To see nothing is to perceive the Way, and to understand nothing is to know the Dharma, because seeing is neither seeing nor not seeing, and because understanding is neither understanding nor not understanding.
But people of the deepest understanding look within, distracted by nothing. Since a clear mind is the Buddha, they attain the understanding of a Buddha without using the mind.
To have a body is to suffer. Does anyone with a body know peace? Those who understand this detach themselves from all that exists and stop imagining or seeking anything. The sutras say, "To seek is to suffer. To seek nothing is bliss." When you seek nothing, you're on the Path.
When mortals are alive, they worry about death. When they're full, they worry about hunger. Theirs is the Great Uncertainty. But sages don't consider the past. And they don't worry about the future. Nor do they cling to the present. And from moment to moment they follow the Way.

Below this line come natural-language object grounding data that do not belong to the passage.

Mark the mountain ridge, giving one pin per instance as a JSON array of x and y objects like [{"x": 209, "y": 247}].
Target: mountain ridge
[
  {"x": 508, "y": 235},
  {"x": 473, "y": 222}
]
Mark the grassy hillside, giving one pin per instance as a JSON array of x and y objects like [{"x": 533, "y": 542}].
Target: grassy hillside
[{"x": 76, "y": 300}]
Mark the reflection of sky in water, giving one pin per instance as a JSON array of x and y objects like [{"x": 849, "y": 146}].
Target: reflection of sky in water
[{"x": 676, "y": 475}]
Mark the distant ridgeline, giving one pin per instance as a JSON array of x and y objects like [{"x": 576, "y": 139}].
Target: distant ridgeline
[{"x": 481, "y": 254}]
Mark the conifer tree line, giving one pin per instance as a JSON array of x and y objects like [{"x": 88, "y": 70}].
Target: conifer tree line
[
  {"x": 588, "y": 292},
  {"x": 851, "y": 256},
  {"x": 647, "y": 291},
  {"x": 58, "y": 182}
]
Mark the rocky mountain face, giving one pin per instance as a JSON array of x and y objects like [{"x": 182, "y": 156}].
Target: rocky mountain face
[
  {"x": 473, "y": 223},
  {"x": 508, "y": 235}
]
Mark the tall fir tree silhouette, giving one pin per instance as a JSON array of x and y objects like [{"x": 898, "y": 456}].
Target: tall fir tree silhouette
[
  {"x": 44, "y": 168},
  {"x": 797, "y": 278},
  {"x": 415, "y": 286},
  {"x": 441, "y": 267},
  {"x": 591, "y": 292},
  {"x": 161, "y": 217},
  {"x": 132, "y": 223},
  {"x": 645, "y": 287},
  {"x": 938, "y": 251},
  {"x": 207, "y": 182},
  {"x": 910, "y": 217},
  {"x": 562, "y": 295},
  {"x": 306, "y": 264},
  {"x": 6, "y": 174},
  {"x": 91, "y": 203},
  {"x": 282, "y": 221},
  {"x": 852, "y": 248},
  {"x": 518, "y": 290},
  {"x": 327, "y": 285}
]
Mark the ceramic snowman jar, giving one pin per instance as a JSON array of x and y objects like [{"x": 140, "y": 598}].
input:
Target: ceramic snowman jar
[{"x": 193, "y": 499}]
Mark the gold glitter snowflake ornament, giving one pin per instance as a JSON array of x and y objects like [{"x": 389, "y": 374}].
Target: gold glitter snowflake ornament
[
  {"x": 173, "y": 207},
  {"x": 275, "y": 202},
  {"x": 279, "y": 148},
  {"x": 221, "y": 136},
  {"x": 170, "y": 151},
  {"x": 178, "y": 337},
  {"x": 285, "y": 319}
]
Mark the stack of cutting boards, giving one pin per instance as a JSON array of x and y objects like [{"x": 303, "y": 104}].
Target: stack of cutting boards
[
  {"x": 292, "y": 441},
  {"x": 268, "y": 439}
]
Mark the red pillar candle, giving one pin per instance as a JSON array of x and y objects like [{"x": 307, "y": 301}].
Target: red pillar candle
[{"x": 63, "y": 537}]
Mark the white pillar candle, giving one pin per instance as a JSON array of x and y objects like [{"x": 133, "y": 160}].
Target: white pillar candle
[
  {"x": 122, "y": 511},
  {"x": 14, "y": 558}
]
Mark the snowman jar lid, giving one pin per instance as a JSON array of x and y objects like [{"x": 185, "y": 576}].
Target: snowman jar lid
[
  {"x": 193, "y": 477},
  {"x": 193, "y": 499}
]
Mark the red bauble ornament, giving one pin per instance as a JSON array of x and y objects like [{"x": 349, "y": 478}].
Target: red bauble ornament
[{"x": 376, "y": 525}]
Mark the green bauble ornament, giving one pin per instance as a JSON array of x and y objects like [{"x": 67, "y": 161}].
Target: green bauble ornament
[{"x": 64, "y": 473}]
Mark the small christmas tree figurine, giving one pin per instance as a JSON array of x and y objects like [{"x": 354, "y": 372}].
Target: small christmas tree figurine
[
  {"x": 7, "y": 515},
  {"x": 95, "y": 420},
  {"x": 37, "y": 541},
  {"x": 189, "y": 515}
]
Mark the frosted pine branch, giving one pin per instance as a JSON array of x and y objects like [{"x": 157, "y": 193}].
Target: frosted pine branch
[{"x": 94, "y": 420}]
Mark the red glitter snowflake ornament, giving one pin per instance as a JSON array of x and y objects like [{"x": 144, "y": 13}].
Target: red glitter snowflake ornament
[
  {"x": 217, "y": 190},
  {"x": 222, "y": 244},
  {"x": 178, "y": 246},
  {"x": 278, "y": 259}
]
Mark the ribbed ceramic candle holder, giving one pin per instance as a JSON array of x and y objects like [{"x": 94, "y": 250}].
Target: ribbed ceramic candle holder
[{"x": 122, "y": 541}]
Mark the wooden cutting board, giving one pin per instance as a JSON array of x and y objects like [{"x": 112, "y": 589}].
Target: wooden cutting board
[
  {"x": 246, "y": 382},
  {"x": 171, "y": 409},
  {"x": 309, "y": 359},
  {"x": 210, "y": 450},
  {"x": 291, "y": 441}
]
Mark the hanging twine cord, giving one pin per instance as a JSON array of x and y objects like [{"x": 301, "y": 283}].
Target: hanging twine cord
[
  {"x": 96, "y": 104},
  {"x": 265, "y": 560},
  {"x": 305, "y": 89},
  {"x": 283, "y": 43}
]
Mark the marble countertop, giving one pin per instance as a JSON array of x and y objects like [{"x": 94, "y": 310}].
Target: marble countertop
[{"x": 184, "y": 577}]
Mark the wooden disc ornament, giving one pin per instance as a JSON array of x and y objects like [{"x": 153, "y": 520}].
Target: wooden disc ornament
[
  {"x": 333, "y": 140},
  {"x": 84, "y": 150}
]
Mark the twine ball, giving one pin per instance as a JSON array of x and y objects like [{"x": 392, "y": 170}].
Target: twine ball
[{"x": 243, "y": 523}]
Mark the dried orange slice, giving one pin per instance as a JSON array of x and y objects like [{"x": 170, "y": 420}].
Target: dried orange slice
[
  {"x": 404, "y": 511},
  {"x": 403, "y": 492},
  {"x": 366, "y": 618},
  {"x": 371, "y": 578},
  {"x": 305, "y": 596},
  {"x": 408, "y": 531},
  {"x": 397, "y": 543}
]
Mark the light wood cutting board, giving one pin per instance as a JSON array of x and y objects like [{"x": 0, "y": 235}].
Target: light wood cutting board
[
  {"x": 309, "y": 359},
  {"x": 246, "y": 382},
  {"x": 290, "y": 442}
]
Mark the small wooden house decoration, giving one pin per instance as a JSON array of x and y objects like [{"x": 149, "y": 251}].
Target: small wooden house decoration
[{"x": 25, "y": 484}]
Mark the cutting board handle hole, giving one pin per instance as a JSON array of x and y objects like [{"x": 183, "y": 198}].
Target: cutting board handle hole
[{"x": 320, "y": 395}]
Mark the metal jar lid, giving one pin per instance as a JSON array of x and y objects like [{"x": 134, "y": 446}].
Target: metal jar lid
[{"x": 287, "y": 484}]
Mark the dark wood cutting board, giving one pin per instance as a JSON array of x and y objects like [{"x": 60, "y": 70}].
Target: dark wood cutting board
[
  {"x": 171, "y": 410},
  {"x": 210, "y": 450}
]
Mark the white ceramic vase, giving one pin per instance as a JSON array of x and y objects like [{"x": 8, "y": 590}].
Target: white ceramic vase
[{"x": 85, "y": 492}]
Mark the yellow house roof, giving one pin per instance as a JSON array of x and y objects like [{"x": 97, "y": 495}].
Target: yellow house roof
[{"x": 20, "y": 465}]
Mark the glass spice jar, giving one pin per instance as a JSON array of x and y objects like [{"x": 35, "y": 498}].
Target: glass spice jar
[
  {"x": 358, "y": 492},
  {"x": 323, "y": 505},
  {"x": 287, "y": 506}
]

The awareness of mortals falls short. As long as they're attached to appearances, they're unaware that their minds are empty. And by mistakenly clinging to the appearance of things they lose the Way.
But this mind isn't somewhere outside the material body of the four elements. Without this mind we can't move. The body has no awareness. Like a plant or a stone, the body has no nature. So how does it move? It's the mind that moves.
People of this world are deluded. They're always longing for something, always, in a word, seeking. But the wise wake up. They choose reason over custom. They fix their minds on the sublime and let their bodies change with the seasons.